Wenn man eines der Villa Massimo nicht nachsagen kann, ist es Mangel. Nicht den Zedern, Zypressen, nicht dem Kies. Der Rasen sieht nicht gesund aus, darüber ließe sich reden. Aber auch wenn es hier nicht alles gibt, so ist doch alles da, oder in Reichweite, oder man vergisst, dass noch andere Bedürfnisse existierten, bevor man kam, Bedürfnisse außerhalb dieser Mauern. Über alles ist geschrieben worden, die Elogen liegen vor. Wollte man eine Kleinigkeit anmerken, so, dass das Meer zu weit entfernt sei. Ja, wenn es etwas gibt, das diesem Ort fehlt, ist es das Meer, die Aussicht mit Wasser. Vom uralten Wellengang, seinen ewigen Gesetzen, keine Spur. Vielleicht hatte ich deshalb auch in einem vorauseilenden Wunschdenken meine Pakete, in denen ich Arbeitsmaterial, Bücher vor allem, nach Rom senden wollte, an die falsche Anschrift adressiert. Und wie so oft in der Literatur sind es die minimalen, kaum sichtbaren Bewegungsabläufe im Gesagten, die die Absicht des Autors verraten. Die Bücherpakete gingen nicht an die Anschrift Largo di Villa Massimo, sie gingen an Lago di Villa Massimo und ich sehe es vor mir: Die Villa Massimo an einem Bade-, einem Berg-, einem Vulkansee, ein Bild wie eine Kiste, randvoll mit Ansichtskarten. Vom Park führt ein direkter Weg hinunter zum Strand, auf den Liegen die Namen der Mitarbeiter, Ehemaligen und Stipendiaten. Jährlich an Ferragosto finden Turniere statt, Wettschwimmen, Felsspringen, Regatta, Hauptsache Wasser. Meine Pakete haben im Übrigen das Meer gesehen. Zwar dauerte es diesmal nicht zehn Jahre, bevor der saumselige Odysseus den Weg zurück nach Ithaka fand. Seit die British East Indian Company das Mittelmeer beherrschte, hatten die Götter als Global Player ausgedient. Nun ging es schneller: Vierzig Tage lang irrten die Bücher zwischen Feucht, Börnicke, Como, Milano und Roma hin und her, ehe sie im Hafen der DHL-Filiale landeten, in der ich sie abgesandt hatte. Niemand war da, um die Pakete in Empfang zu nehmen. Penelope war verreist, sie hatte mir keine Nachricht hinterlassen. Der Schrank war leer, ich hatte an jenem Morgen nur ihren Schal an der Garderobe gefunden. Dann fuhr ich zum Flughafen. Ich musste los. Der Postbeamte versprach, die Pakete aufzubewahren bis zu meiner Rückkehr. Und als er mir das so am Telefon erklärte, fragte ich mich, ob ich sie jemals bei ihm abholen würde. Ich konnte Odysseus auch verlorengeben und so tun, als hätte ich mir das mit meiner Rückkehr noch einmal überlegt.

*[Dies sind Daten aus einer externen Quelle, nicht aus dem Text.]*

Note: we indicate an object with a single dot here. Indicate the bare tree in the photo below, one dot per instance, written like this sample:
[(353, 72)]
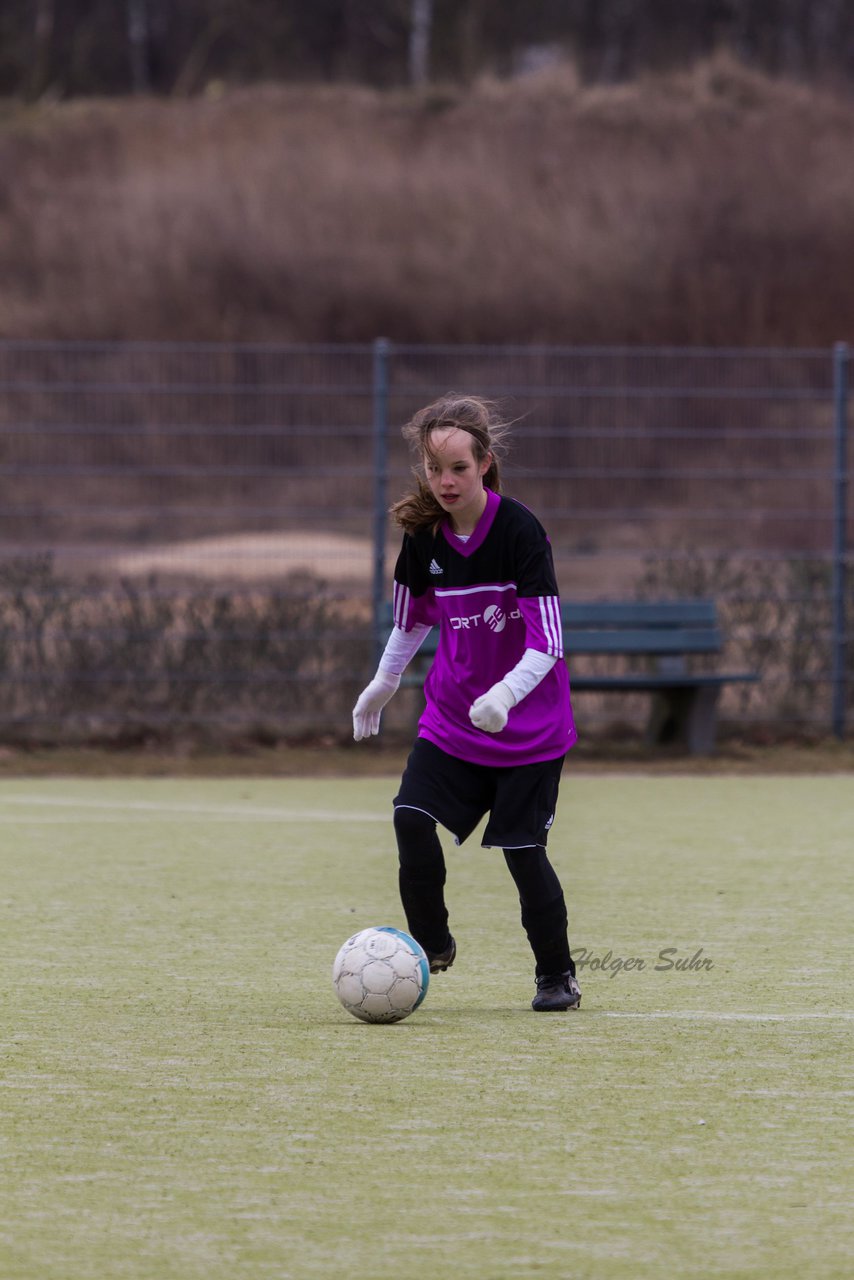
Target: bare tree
[(421, 26), (44, 19), (138, 45)]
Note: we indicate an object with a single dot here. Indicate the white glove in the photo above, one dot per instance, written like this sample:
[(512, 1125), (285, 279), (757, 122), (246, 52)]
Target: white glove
[(370, 703), (489, 712)]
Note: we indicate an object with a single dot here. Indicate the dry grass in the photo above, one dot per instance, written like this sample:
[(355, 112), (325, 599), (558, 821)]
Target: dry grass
[(713, 206)]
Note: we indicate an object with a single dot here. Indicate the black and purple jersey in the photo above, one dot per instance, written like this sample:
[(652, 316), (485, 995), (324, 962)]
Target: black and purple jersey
[(492, 595)]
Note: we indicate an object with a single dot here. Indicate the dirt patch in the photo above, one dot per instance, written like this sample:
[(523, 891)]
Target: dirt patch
[(254, 557)]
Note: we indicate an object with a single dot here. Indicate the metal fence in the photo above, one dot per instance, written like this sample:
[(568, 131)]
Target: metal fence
[(197, 534)]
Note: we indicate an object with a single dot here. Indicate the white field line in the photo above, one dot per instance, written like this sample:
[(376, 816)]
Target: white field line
[(170, 807), (708, 1015)]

jeden abend, im lichtlosen winkel
trepp-auf und trepp-ab
sitzen drei großmütter auf der bank und grüßen mich
buona sera, sage ich
eine plastiktasche in jeder hand
buona sera, sagen die angeschwollenen füße in ihren crocs
und salben mich mit einem nicken
die eine kurz, die andere zweimal kurz, die dritte
erst kurz, dann einmal lang
rechts und links von ihnen sitzen
der tag, der monat, das jahr
und wenden die münze unter der zunge
Ich kam nach Olevano Romano, um ein Buch über das lange 20. Jahrhundert zu schreiben. Und jetzt wohne ich auf einem Hügel zwischen der Via XXIV Maggio und der Via VI Giugno. Wenn ich morgens das Fenster nach Norden öffne, beginnt in Italien der I. Weltkrieg. Drei Zerstörer halten auf den Hafen von Ancona zu und beschießen die Stadt. Wenn ich abends auf die Terrasse nach Süden trete, ziehen die deutschen Truppen aus Olevano ab. 29 Jahre gehe ich jeden Tag hinauf und hinunter, um meinen Caffè bei San Rocco zu trinken. Bei klarem Wetter, wenn die Sonne genau hinters Wasser fällt, reicht der Blick über die Ebenen des Saccotals bis zum Meer. Vor mir die Tyrrhenische Küste, die Adria im Rücken, ich balanciere die schmalste Stelle der italienischen Halbinsel entlang. Ich kann nicht sagen, man hätte mich nicht gewarnt.